Before any commands were uplinked, the mission team validated the AI plans using a detailed "digital twin" of Perseverance to confirm the rover could safely carry out the routes. The rover ultimately drove nearly 1,500 feet (about 456 meters) across both tests. During drives, waypoints appear as fixed surface coordinates (visually shown in mission video as blue circles) and the rover evaluates alternate local paths autonomously as it moves.

Perseverance Completes First Mars Drives Planned Entirely By Generative AI
This annotated orbital image depicts the AI-planned (depicted in magenta) and actual (orange) routes the Perseverance Mars rover took during its Dec. 10, 2025, drive at Jezero Crater.
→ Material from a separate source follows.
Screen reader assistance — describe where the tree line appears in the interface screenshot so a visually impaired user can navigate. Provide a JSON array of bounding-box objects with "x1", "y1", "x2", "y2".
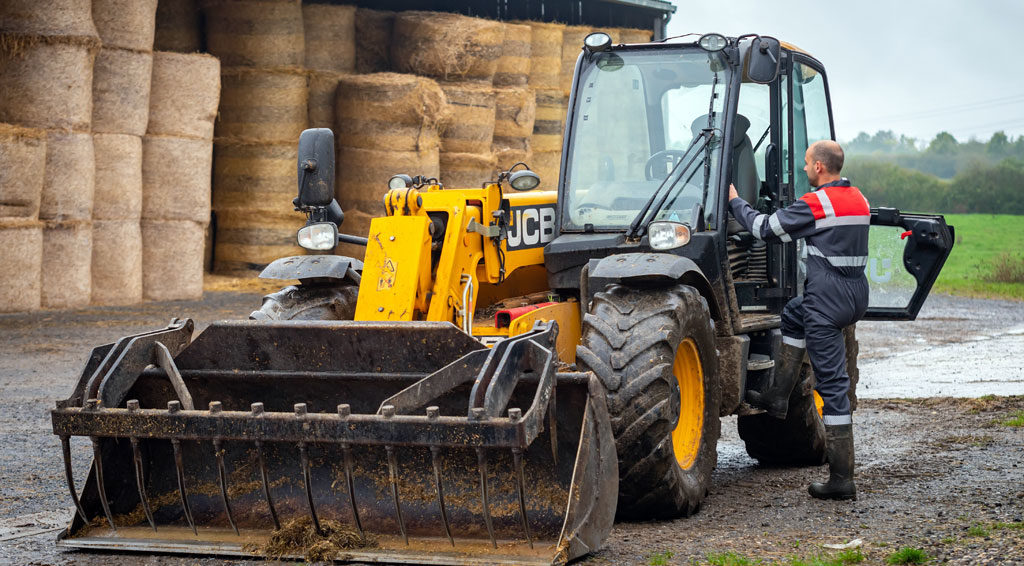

The drive was the second of two demonstrations showing that generative AI could be incorporated into rover route planning. | Credit: NASA/JPL-Caltech/UofA

“This demonstration shows how far our capabilities have advanced and broadens how we will explore other worlds,” NASA said in a statement, noting that autonomous technologies can help future missions operate more efficiently and increase science return.

Because Mars averages roughly 140 million miles (225 million kilometers) from Earth, communication delays make real-time control impossible. For decades, human planners have hand-crafted daily routes and typically set waypoints spaced roughly 330 feet (100 meters) apart to minimize risk. The AI approach aims to automate that labor-intensive process and reduce operator workload.

Implications For Future Exploration

JPL roboticist Vandi Verma, a member of the Perseverance engineering team, said the tests show generative AI can streamline core elements of autonomous navigation and help rovers handle kilometer-scale drives while flagging scientifically interesting targets from large image sets. The demonstration points toward missions that can travel farther, respond to hazards more rapidly, and return more science as spacecraft operate at greater distances from Earth.

Partners: NASA/JPL led the test in collaboration with Anthropic, using the company's Claude AI models. Communications: Commands were sent via NASA's Deep Space Network after ground validation.